Judge Davis then gently, but forcefully excoriated the system for focusing almost entirely on punishment of offenders as opposed to rehabilitation and for treating white collar crime, dealing with large amounts, as somehow more benign than a black kid sticking up a store for $100. He raised a lot of interesting questions, most of which I first ran into when I read the "Autobiography of Malcom X," in high school. We cannot incarcerate large segments of our population for longer and longer terms with no plans for what these individuals might do when they are released. No easy answers, obviously, but Judge Davis' quiet indictment of the process was worth listening to. The program was recorded by Twin Cities Public Television, and the Holloran Center will publish a transcript.

The third case was a couple where the husband was a senior HR executive for a large company, who told his wife to start a personnel consulting company in her maiden name.
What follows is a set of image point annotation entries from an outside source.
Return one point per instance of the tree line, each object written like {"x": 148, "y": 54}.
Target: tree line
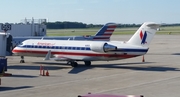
{"x": 68, "y": 25}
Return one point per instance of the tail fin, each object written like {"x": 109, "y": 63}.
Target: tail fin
{"x": 105, "y": 32}
{"x": 144, "y": 34}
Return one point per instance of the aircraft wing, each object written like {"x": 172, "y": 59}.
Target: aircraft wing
{"x": 56, "y": 58}
{"x": 108, "y": 95}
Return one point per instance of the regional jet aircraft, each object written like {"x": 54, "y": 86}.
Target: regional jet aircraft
{"x": 103, "y": 34}
{"x": 87, "y": 51}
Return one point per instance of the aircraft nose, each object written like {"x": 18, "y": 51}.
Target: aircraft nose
{"x": 14, "y": 50}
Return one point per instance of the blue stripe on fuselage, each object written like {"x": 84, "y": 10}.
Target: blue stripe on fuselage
{"x": 81, "y": 48}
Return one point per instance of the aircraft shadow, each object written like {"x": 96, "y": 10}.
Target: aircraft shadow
{"x": 125, "y": 66}
{"x": 13, "y": 88}
{"x": 176, "y": 54}
{"x": 30, "y": 67}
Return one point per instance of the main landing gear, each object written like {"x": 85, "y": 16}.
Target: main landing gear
{"x": 75, "y": 64}
{"x": 22, "y": 59}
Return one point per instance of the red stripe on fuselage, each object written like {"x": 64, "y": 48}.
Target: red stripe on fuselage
{"x": 111, "y": 26}
{"x": 77, "y": 54}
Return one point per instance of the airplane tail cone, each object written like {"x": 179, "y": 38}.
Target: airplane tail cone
{"x": 143, "y": 60}
{"x": 47, "y": 73}
{"x": 41, "y": 69}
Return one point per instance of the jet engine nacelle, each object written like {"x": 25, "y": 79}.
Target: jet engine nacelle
{"x": 102, "y": 47}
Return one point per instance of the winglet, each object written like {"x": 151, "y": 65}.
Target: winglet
{"x": 105, "y": 32}
{"x": 48, "y": 55}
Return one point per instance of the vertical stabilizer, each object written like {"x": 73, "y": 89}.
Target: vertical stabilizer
{"x": 144, "y": 34}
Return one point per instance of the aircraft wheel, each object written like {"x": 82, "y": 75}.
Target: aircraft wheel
{"x": 87, "y": 63}
{"x": 74, "y": 64}
{"x": 68, "y": 62}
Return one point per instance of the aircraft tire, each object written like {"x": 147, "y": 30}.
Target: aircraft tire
{"x": 22, "y": 61}
{"x": 87, "y": 63}
{"x": 74, "y": 64}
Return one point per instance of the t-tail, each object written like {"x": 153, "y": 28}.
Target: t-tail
{"x": 105, "y": 32}
{"x": 144, "y": 34}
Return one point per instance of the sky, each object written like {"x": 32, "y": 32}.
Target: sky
{"x": 92, "y": 11}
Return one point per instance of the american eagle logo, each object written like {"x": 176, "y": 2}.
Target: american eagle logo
{"x": 143, "y": 37}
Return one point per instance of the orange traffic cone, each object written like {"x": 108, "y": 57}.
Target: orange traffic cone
{"x": 47, "y": 73}
{"x": 143, "y": 60}
{"x": 41, "y": 68}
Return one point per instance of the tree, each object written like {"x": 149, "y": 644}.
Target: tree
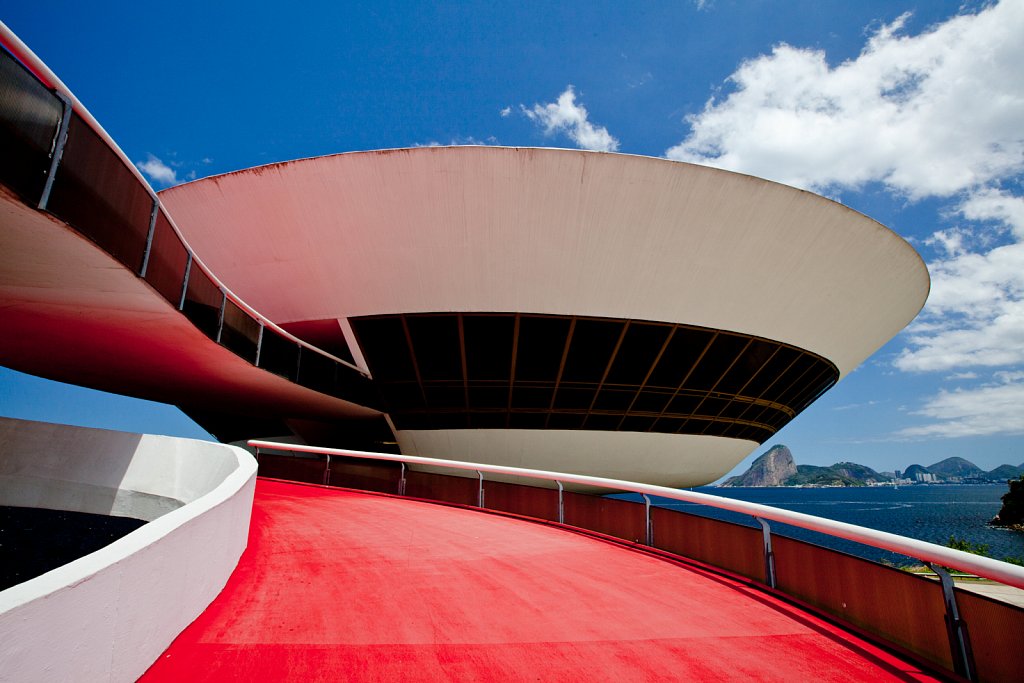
{"x": 1012, "y": 512}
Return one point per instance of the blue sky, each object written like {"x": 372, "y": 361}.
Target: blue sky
{"x": 908, "y": 112}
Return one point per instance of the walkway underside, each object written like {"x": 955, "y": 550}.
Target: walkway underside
{"x": 337, "y": 585}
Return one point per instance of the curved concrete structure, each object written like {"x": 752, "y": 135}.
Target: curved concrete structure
{"x": 112, "y": 612}
{"x": 371, "y": 238}
{"x": 614, "y": 315}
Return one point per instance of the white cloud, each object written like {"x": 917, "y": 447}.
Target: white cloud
{"x": 158, "y": 171}
{"x": 566, "y": 117}
{"x": 928, "y": 115}
{"x": 975, "y": 311}
{"x": 989, "y": 410}
{"x": 963, "y": 376}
Nick Ryberg then hired his wife's company to provide "research support" for HR recruitment programs, for which no work was done. The false invoicing scheme billed more than $1 million! What was the motive here? Nick said it was "corporate ego," the feeling that he was smart enough to manipulate the system, that he was entitled because he was a corporate hitter and that he could deflect any questions and explain everything away. Corporate ego. Hubris. A sense of entitlement....

The person's background was not predictive of whether or not they would be lured into fraud and white collar crime. In the case of Steve, for example, his background, early family life, and parental values were all exemplary. Moments of weakness where the person loses their bearings seems to be the common descriptor. They all also seem not to have had confidantes who might have pushed back on their decisions. As the frauds grew, so did the sense of isolation and even desolation. Alcohol was the "drug of choice" to make the pain go away. The frauds were clearly toxic to relationships both with spouses and with children, who are often the forgotten victims.